🧠 ABC/2 Intracerebral Hemorrhage Volume
The ABC/2 method gives a bedside estimate of intracerebral hemorrhage volume from three orthogonal CT diameters.
ABC/2 Intracerebral Hemorrhage Volume
A: longest diameter on the largest slice (cm)
B: largest diameter perpendicular to A (cm)
C: vertical extent (slices × slice thickness) (cm)
When to use
Measure the longest diameter on the largest slice (A), the perpendicular diameter (B), and the vertical extent (C); the tool returns the ellipsoid volume.
How it works
Volume (mL) = (A × B × C) / 2, with all diameters in centimeters; C = number of slices with hemorrhage × slice thickness.
Key points
- A hematoma >30 mL—especially supratentorial—is associated with poor outcome and high mortality and is a component of the ICH score (original synthesis · not guideline verbatim).
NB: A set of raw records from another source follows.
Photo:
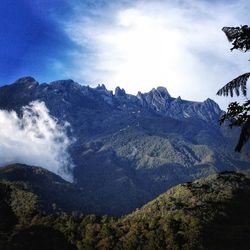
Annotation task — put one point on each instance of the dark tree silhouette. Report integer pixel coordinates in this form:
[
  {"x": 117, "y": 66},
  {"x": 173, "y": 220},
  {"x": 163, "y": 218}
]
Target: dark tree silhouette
[{"x": 238, "y": 114}]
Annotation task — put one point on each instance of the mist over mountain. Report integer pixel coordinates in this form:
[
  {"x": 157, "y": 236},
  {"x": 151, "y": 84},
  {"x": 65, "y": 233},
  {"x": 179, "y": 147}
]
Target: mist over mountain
[{"x": 128, "y": 149}]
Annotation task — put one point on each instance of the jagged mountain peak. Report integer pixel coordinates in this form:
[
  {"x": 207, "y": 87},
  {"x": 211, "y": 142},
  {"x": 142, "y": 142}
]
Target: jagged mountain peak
[
  {"x": 119, "y": 92},
  {"x": 27, "y": 81}
]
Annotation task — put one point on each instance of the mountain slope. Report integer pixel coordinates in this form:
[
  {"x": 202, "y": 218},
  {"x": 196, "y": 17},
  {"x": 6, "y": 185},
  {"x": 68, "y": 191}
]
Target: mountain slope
[
  {"x": 42, "y": 190},
  {"x": 210, "y": 213},
  {"x": 128, "y": 148}
]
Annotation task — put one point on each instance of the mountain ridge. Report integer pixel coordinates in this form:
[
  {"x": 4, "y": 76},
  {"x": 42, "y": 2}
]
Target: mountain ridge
[{"x": 130, "y": 145}]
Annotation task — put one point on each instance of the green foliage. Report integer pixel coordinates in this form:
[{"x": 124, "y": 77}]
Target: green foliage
[
  {"x": 238, "y": 114},
  {"x": 195, "y": 215}
]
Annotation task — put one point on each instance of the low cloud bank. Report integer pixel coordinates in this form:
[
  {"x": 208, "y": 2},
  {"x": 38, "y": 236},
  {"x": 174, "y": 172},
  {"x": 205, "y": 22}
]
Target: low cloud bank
[{"x": 35, "y": 139}]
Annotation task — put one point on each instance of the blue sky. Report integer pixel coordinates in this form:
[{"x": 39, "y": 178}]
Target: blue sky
[{"x": 137, "y": 45}]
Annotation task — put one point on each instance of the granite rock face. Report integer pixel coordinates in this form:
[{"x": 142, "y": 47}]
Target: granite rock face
[{"x": 128, "y": 148}]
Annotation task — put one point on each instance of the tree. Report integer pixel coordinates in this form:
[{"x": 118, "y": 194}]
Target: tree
[{"x": 238, "y": 114}]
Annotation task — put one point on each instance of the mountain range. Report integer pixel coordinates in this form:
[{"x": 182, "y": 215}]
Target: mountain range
[{"x": 129, "y": 149}]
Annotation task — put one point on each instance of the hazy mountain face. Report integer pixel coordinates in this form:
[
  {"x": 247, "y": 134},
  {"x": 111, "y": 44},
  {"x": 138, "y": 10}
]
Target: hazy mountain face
[{"x": 128, "y": 149}]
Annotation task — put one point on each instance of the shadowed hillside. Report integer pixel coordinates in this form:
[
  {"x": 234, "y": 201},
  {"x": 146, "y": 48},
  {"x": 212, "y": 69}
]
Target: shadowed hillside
[{"x": 211, "y": 213}]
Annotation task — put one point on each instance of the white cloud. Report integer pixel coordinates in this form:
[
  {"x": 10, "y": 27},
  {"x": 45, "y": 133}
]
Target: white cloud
[
  {"x": 177, "y": 44},
  {"x": 34, "y": 139}
]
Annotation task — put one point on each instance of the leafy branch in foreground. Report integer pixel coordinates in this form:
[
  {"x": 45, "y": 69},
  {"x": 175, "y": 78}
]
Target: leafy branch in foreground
[{"x": 238, "y": 114}]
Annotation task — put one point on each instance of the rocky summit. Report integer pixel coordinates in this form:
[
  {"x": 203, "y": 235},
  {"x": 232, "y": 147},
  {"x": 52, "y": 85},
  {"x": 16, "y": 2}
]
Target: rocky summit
[{"x": 128, "y": 149}]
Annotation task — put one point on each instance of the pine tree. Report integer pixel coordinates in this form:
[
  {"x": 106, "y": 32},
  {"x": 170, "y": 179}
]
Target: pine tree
[{"x": 238, "y": 114}]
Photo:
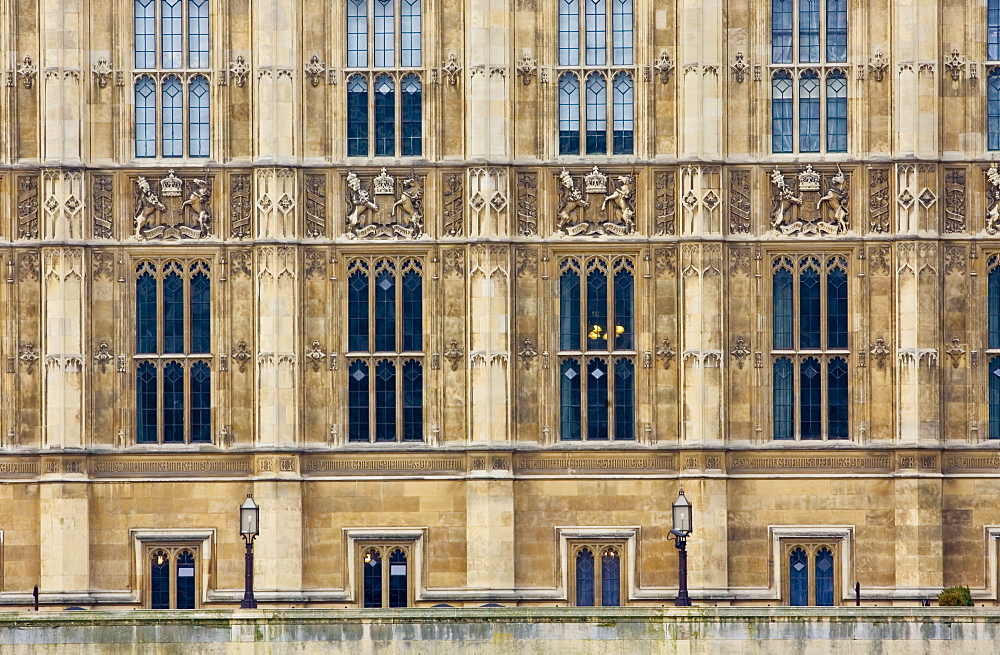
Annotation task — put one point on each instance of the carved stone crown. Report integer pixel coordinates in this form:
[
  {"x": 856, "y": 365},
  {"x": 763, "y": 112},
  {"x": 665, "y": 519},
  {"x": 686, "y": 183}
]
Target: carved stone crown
[
  {"x": 171, "y": 186},
  {"x": 384, "y": 184},
  {"x": 596, "y": 182},
  {"x": 809, "y": 179}
]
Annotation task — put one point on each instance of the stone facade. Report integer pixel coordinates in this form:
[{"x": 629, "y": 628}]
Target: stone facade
[{"x": 490, "y": 499}]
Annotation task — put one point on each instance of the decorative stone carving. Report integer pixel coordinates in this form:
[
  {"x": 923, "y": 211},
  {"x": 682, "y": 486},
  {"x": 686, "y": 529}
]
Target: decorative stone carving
[
  {"x": 574, "y": 217},
  {"x": 878, "y": 65},
  {"x": 739, "y": 67},
  {"x": 878, "y": 200},
  {"x": 526, "y": 352},
  {"x": 993, "y": 198},
  {"x": 315, "y": 206},
  {"x": 526, "y": 67},
  {"x": 190, "y": 219},
  {"x": 453, "y": 354},
  {"x": 791, "y": 214},
  {"x": 453, "y": 203},
  {"x": 739, "y": 201},
  {"x": 663, "y": 66}
]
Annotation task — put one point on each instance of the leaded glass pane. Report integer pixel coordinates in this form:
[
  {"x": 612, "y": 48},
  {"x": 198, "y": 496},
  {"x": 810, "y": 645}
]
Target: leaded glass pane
[
  {"x": 798, "y": 578},
  {"x": 569, "y": 115},
  {"x": 597, "y": 399},
  {"x": 201, "y": 403},
  {"x": 784, "y": 399},
  {"x": 357, "y": 401},
  {"x": 397, "y": 578},
  {"x": 585, "y": 578},
  {"x": 809, "y": 120},
  {"x": 372, "y": 579},
  {"x": 811, "y": 392},
  {"x": 610, "y": 579},
  {"x": 624, "y": 116},
  {"x": 198, "y": 117},
  {"x": 385, "y": 400},
  {"x": 597, "y": 115},
  {"x": 570, "y": 412},
  {"x": 569, "y": 311},
  {"x": 824, "y": 577},
  {"x": 837, "y": 405},
  {"x": 357, "y": 117},
  {"x": 198, "y": 33}
]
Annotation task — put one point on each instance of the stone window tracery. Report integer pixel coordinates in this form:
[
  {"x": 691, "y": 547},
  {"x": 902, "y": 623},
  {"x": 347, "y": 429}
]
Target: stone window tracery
[
  {"x": 385, "y": 350},
  {"x": 810, "y": 347},
  {"x": 602, "y": 32},
  {"x": 384, "y": 81},
  {"x": 173, "y": 389},
  {"x": 171, "y": 86}
]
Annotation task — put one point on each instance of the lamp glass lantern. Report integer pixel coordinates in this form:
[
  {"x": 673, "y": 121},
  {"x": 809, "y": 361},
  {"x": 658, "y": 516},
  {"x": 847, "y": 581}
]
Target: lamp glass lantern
[
  {"x": 682, "y": 516},
  {"x": 249, "y": 518}
]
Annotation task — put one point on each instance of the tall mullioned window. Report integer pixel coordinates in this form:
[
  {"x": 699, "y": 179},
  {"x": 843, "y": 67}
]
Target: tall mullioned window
[
  {"x": 170, "y": 74},
  {"x": 384, "y": 87},
  {"x": 173, "y": 353},
  {"x": 810, "y": 347},
  {"x": 597, "y": 349},
  {"x": 808, "y": 76},
  {"x": 385, "y": 350},
  {"x": 596, "y": 77}
]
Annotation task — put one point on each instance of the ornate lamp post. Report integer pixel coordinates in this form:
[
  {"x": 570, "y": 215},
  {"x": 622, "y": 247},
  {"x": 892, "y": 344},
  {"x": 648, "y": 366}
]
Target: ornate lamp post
[
  {"x": 680, "y": 532},
  {"x": 249, "y": 528}
]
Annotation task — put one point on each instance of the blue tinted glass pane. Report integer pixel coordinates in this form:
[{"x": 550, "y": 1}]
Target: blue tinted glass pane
[
  {"x": 624, "y": 400},
  {"x": 357, "y": 312},
  {"x": 373, "y": 578},
  {"x": 173, "y": 403},
  {"x": 385, "y": 116},
  {"x": 159, "y": 584},
  {"x": 569, "y": 115},
  {"x": 836, "y": 31},
  {"x": 781, "y": 31},
  {"x": 610, "y": 579},
  {"x": 585, "y": 578},
  {"x": 410, "y": 110},
  {"x": 145, "y": 315},
  {"x": 808, "y": 31},
  {"x": 413, "y": 401},
  {"x": 824, "y": 578},
  {"x": 784, "y": 404},
  {"x": 385, "y": 312},
  {"x": 837, "y": 409},
  {"x": 783, "y": 309},
  {"x": 185, "y": 581},
  {"x": 145, "y": 403},
  {"x": 357, "y": 117},
  {"x": 994, "y": 306},
  {"x": 809, "y": 309},
  {"x": 201, "y": 308},
  {"x": 597, "y": 399},
  {"x": 201, "y": 403},
  {"x": 569, "y": 311},
  {"x": 569, "y": 32},
  {"x": 397, "y": 575},
  {"x": 357, "y": 400},
  {"x": 811, "y": 386},
  {"x": 624, "y": 311},
  {"x": 798, "y": 578},
  {"x": 597, "y": 310},
  {"x": 173, "y": 314},
  {"x": 836, "y": 309},
  {"x": 413, "y": 311},
  {"x": 385, "y": 401},
  {"x": 570, "y": 413}
]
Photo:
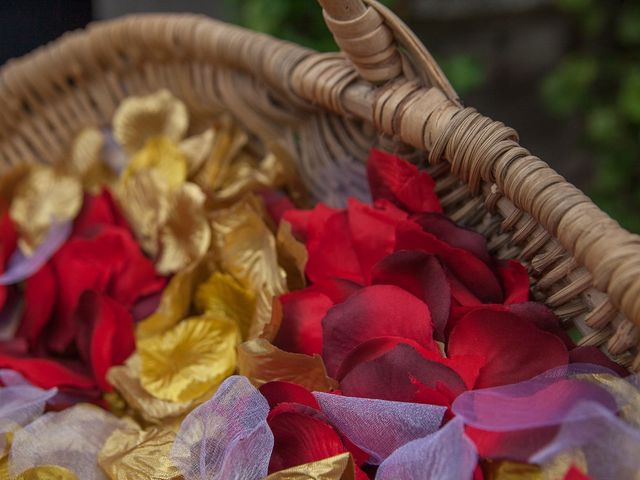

- ABC/2 assumes a near-ellipsoid shape and overestimates irregular or lobulated clots; use volumetric software when accuracy matters.
- Serial scans tracking volume growth (>33% or >6 mL) identify early deterioration.
References
- Kothari RU, et al. The ABCs of measuring intracerebral hemorrhage volumes. Stroke. 1996.
- Hemphill JC, et al. The ICH score: a simple, reliable grading scale for intracerebral hemorrhage. Stroke. 2001.
Decision support for licensed clinicians only; not a substitute for clinical judgement, diagnosis or local protocols.